Now I know that as a guy, it is much easier (and safer) for me to adventure-travel and I hate it that women can't have some adventures without a man around, and so its easy to see why the men on this tour are outnumbered more than 2:1.
The tour stay in waning two star hotels, ones that have certainly seen better days. Usually the locations are good, and there was a day when these hotels must have been amazing, but when we check in, its easy to see they are run down, and nobody cares. But I don't mind, I mean I didn't come this far to stay in a fancy hotel, and the hours spent in their rooms, should be spent asleep.
Blue Valley Jungle Resort, Mudumalai Wildlife Sanctuary – looks nice, but some of the wildlife crawled across my bed around 3am (a large rat).
The other part about being on a tour is mostly we interact with each other, and the products of the culture we are passing through, but rarely the people of it. I miss that.
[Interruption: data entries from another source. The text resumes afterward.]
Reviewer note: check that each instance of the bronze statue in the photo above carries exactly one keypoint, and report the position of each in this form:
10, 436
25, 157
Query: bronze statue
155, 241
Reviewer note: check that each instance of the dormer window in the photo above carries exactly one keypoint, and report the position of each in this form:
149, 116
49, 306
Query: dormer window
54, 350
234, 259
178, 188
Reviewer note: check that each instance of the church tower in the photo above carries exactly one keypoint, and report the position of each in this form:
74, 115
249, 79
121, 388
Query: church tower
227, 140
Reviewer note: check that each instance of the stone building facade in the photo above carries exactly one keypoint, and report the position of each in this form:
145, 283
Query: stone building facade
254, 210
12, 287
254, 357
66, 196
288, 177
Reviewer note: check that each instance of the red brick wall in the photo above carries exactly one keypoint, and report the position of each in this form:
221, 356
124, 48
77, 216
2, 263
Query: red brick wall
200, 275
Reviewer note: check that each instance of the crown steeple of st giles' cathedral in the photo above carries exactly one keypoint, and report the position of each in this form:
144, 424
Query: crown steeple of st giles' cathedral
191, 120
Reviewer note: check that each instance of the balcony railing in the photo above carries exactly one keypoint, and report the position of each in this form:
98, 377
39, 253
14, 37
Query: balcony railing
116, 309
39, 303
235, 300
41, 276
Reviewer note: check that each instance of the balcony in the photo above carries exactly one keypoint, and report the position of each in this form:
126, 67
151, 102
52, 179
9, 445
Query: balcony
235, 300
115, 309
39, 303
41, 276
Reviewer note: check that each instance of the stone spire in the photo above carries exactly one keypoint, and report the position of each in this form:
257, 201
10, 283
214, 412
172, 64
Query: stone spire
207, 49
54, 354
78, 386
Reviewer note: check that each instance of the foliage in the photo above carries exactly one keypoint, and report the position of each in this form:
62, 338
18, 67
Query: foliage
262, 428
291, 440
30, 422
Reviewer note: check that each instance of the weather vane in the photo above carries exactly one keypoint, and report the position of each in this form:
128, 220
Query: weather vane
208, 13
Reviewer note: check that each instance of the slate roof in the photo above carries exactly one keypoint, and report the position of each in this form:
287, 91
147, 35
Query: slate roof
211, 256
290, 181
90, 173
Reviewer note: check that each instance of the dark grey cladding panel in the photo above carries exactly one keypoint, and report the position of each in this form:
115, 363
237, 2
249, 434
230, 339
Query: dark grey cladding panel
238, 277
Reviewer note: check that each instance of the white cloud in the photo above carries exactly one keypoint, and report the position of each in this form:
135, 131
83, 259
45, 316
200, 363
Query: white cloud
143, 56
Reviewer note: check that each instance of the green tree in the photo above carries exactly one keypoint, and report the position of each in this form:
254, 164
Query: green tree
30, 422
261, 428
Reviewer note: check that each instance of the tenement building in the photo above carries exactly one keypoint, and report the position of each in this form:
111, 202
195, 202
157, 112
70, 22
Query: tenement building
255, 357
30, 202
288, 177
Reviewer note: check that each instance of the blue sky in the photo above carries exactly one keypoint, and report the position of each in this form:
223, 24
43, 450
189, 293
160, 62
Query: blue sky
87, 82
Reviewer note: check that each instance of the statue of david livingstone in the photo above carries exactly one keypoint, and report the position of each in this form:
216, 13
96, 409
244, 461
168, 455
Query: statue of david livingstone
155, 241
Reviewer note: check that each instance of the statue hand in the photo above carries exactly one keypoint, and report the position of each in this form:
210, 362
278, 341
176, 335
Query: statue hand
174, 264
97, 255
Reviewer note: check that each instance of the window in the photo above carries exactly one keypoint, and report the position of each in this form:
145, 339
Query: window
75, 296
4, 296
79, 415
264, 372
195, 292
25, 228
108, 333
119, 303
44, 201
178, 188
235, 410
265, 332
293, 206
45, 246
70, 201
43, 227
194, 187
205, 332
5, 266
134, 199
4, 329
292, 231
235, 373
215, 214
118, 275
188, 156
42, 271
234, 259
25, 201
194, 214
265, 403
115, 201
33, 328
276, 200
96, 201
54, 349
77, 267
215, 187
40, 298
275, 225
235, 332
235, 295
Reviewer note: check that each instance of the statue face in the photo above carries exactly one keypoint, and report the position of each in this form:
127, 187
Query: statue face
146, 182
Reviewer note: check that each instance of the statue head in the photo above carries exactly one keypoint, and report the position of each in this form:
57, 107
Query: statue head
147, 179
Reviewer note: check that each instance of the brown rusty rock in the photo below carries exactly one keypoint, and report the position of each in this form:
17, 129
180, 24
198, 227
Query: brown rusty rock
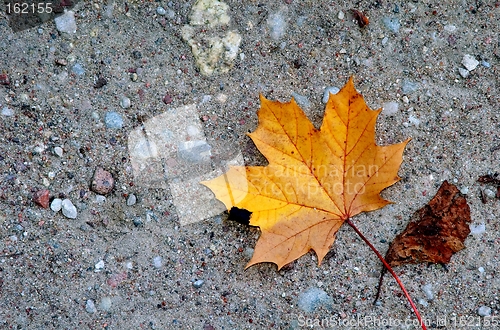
102, 182
435, 232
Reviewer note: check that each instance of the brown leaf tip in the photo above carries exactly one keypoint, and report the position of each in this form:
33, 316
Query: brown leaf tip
239, 215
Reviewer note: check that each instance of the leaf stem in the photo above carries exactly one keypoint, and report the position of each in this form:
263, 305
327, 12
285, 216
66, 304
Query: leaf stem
413, 306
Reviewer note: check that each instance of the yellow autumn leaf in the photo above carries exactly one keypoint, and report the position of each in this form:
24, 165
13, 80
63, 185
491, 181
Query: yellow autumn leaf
315, 180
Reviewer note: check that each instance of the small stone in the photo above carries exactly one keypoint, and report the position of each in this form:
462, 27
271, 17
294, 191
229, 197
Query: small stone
390, 108
100, 82
99, 266
277, 25
489, 193
78, 69
100, 199
56, 205
392, 23
329, 90
115, 279
477, 229
90, 306
131, 200
66, 22
414, 120
470, 62
161, 11
58, 151
41, 197
137, 222
428, 291
69, 210
450, 28
125, 102
167, 99
484, 311
113, 120
409, 87
463, 72
248, 252
157, 262
198, 284
105, 304
4, 79
61, 62
301, 100
196, 151
7, 112
102, 182
312, 298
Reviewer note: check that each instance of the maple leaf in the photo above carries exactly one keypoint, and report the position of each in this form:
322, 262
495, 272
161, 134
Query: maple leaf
316, 179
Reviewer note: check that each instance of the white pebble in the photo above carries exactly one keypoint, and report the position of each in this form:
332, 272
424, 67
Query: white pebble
414, 120
301, 100
329, 90
470, 62
484, 311
66, 22
312, 298
69, 210
131, 200
390, 108
450, 28
428, 291
489, 193
198, 284
99, 266
477, 229
100, 199
277, 25
157, 262
7, 112
463, 72
105, 304
161, 11
125, 102
56, 205
90, 306
58, 151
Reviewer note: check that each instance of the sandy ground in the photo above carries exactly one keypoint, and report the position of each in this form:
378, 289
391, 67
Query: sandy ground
48, 273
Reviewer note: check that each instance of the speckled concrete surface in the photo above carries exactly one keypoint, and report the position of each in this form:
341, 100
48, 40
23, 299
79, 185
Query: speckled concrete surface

But the people on this tour are all well traveled, much more than I, and getting to know the 11 other people reminds me of summer church camp, its exactly like Summer Camp, but for adults.
Two young ladies have been traveling Asia for the past six weeks. “What advice would you give, based on your experience?” I asked one afternoon, expecting a cool couldn't of done without it gadget answer. After a few minutes one says “learn enough of the local language to say hello and thank you.”
Oh, so that is what they have been saying, “Nanni,” which apparently means thank you, in the language of Kerala.
Even though the trip is well scripted, surprises still slip in. Like when we were walking a street in Madurai and one the street venders was hawking a wire toy. Think of a Spirograph but in three dimensions that can be changed into a multitude of shapes.
I made the mistake of looking at him murmuring to myself “Why I have not seen one of those in years,” and he followed me for the next six blocks, pushing them in my face. Dad must have picked up one of these on one of his trips to India in the 1970s. “Had he too been here?” I wondered giving false hope to the street vendor who kept dropping his price. I guess I should also learn to say No in the local language, because shaking my head isn’t working.